Open zhenyudg opened 4 years ago
We had previously written internal software tools that operate on single-module Maven projects.
For an ICSE resubmission, how difficult would it be to support multi-module projects? I believe that @lvyiwei1 made the decision to exclude multi-module bugs, so he may have some insights here.
Um, I can only give some insight about the fitness experiment: the whole experiment pipeline is designed based on standard single-module maven project structure, so including multi-module bugs would require some serious re-working. Also, since I actually use Genprog4java's testing functionality combined with Fake-JUnit to do count passing test classes/methods/assertions, I have to figure out how to make GP4J work with multi-module projects too (the script I use to run GP4J on Bears was an adaptation of the GenProgScripts repo written by Mau years ago for D4j, which has no mult-module projects).

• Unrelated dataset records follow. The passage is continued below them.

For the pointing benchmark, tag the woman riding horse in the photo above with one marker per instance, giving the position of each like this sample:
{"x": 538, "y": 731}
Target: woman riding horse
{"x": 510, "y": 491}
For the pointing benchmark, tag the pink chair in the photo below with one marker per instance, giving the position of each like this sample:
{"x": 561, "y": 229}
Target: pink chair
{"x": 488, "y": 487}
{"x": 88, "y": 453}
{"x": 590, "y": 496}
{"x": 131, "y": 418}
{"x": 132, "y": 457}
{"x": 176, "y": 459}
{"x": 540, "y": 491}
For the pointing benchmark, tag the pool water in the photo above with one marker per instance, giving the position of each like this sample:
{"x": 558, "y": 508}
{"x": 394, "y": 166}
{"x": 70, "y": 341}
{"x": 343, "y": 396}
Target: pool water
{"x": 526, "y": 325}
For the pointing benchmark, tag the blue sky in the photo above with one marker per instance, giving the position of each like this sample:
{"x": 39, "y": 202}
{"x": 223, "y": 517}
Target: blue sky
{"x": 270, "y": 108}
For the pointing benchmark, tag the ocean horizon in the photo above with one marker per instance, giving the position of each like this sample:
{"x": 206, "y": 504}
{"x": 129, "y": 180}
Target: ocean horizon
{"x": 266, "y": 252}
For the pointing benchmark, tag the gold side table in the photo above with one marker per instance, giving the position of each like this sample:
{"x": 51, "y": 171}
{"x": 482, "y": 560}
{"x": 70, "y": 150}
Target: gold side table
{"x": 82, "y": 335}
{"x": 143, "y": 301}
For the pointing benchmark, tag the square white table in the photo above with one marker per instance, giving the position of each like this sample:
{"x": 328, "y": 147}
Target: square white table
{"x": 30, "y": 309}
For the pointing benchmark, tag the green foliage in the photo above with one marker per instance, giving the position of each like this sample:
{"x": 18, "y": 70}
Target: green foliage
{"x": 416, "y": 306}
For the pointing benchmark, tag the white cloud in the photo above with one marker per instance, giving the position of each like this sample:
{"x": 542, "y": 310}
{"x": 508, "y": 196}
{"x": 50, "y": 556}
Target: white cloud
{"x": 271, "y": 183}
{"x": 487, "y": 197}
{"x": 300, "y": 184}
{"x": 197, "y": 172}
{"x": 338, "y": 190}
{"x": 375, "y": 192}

To include the multi-module bugs, we have 2 options: 1. make the current code work for multi-module bugs (most likely that means). This will require some serious dev work and debugging, since the current experiment pipeline contains a LOT of code and scripts reused from older repos that fits to D4J-style single-module projects. 2. Maybe we can ditch the additional modules and only do experiment on the module that contains the bug? that will also require some engineering too since the bug info that comes with the Bears Dataset applies to the whole project instead of specific modules. Also, that's assuming modules are completely independent from each other -- which may not always be the case
Okay, perhaps this language might work:
We reused code from genprog4java's text execution harness, which assumes a single-module project structure.
Some multi-module projects are removed because they are not compatible with the automation tools used in this paper. Which tools do you refer to?